My 30-year career as an RN included a passion for patient advocacy.  People that are acutely or chronically ill are vulnerable and deserve to be treated with dignity and respect.  Vulnerable people need supportive and trustworthy people on their healthcare team, and the patient serves as the captain of that team.  My personal experience as a patient suffering from a complex and poorly understood illness hasn't always been a pleasant one with regards to my healthcare team.  I know that others have had similar experiences.

Any illness is a very personal experience that is unique to that person.  As a healthcare professional it is a privilege to be a part of that experience and to be a member of that person's healthcare team.  Unfortunately patients don't always feel as though they are the captain of their team.  In fact, many times patients feel more like outsiders and as though they are an annoyance when interacting with health professionals.  It is those times when we feel most isolated and alone, especially if we have been discounted and prescribed treatments that provide little symptomatic relief, but lots of side effects.  Feeling alone and unsupported emotionally at a time when we are so vulnerable is a difficult place to be.  That leads to a myriad of emotions including anger, depression, anxiety, fear, frustration and more.  We desperately need an advocate to help us navigate a complex and sometimes seemingly hostile healthcare system that will only continue to become more and more complex.  The complexity increases even more when the patient has a poorly understood illness that presents with a long list of confusing symptoms and reliable diagnostic tests don't exist.  On top of all that our family members and friends have difficulty understanding how desperately ill we are because "we don't look sick".  That only adds to our feelings of isolation.

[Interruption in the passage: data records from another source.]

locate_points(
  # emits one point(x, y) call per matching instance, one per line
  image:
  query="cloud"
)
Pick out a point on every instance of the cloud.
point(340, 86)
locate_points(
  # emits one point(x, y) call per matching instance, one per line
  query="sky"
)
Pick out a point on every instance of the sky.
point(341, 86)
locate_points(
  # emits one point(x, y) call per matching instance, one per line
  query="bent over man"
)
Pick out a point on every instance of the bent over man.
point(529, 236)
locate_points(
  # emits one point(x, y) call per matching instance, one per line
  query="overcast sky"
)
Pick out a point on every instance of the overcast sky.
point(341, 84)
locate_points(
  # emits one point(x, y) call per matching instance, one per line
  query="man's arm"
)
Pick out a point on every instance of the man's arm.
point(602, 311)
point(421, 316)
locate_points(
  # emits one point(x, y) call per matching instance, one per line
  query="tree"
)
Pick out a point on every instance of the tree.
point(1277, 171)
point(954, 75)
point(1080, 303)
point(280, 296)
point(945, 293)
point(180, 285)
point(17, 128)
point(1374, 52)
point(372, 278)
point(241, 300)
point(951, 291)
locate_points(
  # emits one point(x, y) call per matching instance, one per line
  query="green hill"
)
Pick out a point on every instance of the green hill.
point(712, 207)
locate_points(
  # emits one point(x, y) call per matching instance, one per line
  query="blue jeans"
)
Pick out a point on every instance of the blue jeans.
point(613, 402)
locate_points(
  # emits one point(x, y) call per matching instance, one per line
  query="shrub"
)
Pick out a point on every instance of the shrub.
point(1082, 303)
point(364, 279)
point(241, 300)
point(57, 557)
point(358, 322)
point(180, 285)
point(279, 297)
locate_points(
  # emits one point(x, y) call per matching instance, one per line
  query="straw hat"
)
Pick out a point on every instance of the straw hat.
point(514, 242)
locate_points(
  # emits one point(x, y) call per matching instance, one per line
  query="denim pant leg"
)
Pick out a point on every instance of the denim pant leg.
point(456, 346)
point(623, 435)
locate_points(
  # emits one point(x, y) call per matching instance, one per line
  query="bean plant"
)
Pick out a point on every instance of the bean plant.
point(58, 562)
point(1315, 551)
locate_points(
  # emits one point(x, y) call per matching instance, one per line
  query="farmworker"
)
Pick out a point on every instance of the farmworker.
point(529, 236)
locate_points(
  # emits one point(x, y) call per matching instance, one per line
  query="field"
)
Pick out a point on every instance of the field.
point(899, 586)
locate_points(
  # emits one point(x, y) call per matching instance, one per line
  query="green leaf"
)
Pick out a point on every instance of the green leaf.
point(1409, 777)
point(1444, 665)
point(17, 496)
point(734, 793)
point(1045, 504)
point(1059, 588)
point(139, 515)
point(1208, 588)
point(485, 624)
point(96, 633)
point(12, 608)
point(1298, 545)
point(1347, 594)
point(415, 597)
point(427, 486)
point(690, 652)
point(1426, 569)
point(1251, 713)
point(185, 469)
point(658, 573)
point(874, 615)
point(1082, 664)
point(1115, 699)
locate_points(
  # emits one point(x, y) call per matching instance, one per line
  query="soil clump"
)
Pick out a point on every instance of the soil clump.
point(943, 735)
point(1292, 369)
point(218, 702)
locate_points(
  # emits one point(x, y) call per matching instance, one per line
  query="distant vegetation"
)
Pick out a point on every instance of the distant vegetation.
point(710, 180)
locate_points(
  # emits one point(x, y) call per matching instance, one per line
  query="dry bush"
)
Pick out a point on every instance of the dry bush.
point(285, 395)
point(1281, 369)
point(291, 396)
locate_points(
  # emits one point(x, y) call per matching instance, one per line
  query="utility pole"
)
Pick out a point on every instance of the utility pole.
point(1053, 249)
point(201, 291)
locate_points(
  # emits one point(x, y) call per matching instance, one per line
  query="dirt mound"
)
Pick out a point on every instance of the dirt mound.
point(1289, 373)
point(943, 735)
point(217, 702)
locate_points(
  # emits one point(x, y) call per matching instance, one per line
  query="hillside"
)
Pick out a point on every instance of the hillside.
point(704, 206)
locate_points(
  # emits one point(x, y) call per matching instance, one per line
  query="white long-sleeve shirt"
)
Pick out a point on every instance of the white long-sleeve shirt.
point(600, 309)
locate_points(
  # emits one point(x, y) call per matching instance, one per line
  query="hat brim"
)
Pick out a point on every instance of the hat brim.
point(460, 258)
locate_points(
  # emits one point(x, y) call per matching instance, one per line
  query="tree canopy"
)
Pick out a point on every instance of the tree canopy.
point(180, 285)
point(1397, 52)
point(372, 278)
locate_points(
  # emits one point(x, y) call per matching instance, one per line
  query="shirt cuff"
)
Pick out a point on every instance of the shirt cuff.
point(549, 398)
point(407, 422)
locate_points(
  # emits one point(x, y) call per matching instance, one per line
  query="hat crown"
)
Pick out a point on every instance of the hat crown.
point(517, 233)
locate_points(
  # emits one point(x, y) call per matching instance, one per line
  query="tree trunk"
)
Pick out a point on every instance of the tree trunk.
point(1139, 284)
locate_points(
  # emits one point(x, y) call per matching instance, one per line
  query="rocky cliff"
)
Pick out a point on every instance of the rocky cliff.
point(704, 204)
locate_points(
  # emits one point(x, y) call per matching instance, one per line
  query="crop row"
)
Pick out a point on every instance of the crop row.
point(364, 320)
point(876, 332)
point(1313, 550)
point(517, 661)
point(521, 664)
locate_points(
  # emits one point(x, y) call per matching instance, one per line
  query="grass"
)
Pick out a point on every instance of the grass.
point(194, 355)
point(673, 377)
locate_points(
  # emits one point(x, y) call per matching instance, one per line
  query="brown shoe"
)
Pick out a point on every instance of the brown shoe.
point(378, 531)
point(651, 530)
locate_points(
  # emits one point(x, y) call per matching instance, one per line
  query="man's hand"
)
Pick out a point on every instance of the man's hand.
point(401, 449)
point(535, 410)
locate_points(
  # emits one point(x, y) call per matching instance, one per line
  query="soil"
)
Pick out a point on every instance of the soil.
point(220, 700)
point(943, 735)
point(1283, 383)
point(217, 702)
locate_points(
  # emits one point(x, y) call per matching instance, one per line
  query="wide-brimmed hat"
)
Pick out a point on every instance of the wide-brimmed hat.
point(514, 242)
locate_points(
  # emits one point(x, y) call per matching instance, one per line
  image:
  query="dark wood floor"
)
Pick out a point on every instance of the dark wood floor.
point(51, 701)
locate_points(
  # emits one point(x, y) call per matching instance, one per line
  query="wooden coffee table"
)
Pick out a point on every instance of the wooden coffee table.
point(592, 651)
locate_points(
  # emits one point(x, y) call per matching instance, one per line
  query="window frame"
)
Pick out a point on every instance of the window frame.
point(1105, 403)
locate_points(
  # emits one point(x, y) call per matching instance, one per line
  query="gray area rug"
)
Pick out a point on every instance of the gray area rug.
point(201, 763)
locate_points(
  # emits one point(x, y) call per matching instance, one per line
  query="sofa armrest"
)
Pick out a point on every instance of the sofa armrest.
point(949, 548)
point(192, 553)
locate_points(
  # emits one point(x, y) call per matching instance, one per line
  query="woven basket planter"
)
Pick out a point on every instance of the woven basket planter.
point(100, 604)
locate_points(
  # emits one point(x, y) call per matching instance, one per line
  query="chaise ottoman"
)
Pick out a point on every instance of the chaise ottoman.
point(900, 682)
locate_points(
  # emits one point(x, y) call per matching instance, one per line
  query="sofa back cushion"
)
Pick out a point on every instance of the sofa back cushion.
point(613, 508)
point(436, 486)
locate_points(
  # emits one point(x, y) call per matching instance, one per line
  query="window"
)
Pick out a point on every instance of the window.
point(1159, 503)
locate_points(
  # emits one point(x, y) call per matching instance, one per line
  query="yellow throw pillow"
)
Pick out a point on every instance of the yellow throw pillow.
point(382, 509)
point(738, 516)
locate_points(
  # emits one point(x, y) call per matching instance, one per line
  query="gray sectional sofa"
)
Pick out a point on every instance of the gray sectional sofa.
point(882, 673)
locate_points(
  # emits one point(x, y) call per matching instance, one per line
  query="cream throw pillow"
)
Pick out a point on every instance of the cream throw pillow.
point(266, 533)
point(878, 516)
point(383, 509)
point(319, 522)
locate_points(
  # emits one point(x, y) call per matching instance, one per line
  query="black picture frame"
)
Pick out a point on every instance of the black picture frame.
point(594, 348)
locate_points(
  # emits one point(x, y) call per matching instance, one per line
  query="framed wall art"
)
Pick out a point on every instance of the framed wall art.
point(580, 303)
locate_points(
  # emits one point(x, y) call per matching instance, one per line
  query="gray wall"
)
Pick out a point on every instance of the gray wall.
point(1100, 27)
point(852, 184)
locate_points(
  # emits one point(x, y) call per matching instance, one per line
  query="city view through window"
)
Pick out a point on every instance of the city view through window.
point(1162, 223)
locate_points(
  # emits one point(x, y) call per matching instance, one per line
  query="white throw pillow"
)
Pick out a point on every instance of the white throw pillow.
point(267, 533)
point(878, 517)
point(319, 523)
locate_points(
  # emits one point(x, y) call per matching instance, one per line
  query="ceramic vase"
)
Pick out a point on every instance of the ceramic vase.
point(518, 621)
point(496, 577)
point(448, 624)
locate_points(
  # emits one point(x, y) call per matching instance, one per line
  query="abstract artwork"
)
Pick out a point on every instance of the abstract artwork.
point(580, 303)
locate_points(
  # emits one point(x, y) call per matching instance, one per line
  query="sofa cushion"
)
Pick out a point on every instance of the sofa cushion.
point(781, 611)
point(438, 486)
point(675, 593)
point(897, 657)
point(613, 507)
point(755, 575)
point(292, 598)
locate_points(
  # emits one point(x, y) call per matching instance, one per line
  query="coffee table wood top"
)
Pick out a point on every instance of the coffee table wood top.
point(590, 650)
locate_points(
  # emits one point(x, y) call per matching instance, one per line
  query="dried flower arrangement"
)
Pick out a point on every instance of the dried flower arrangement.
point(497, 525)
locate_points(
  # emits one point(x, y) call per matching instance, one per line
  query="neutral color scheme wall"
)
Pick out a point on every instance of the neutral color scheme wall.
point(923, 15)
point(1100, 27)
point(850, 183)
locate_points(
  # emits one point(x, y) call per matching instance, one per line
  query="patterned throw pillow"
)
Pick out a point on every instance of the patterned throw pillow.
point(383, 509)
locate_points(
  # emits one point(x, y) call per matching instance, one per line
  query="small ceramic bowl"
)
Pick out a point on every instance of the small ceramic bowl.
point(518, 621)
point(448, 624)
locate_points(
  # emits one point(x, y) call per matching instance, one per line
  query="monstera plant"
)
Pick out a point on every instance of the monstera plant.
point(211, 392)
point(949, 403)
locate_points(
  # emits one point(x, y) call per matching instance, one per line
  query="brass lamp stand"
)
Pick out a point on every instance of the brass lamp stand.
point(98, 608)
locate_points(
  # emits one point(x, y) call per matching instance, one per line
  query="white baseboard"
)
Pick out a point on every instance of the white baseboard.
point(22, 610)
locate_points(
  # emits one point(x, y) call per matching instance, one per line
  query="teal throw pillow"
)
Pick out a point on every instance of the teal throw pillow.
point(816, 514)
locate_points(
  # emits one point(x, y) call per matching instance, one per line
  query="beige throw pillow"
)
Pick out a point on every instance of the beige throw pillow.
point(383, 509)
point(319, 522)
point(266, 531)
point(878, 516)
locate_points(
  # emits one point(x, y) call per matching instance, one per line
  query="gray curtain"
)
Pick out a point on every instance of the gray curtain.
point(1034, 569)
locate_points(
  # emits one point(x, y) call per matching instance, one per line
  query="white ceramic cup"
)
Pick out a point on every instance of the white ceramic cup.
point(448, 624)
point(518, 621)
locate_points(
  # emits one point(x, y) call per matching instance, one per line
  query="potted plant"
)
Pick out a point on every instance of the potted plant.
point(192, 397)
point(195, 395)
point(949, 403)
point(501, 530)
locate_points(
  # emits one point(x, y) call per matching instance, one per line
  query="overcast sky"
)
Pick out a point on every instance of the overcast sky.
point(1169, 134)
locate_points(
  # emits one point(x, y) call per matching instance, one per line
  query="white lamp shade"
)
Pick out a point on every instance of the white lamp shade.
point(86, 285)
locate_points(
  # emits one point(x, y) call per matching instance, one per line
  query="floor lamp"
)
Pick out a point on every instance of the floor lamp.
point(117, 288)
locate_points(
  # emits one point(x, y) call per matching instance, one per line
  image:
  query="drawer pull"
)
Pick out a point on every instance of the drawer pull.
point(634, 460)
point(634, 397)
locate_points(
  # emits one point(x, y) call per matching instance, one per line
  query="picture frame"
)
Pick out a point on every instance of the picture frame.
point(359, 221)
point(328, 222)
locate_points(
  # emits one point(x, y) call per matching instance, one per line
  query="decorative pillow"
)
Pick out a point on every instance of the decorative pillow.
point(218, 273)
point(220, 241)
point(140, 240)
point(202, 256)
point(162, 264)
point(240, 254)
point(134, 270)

There are advocacy groups in the Fibromyalgia and chronic illness communities, but those groups work in the background on our behalf and cannot be there for us when we need them most.  What we need is our own personal advocate to stand by our side when the going gets tough and to direct a healthcare team that may be apathetic at best.  So where is that advocate?  That advocate lies within each of us.  We must arm ourselves with knowledge of how the healthcare system works and how to find a medical provider that will serve as a co-captain in our diagnosis, treatment and care.  That's a tough charge when we feel so sick and are in so much pain, but as healthcare consumers we have a lot of power -- knowledge and camaraderie are power.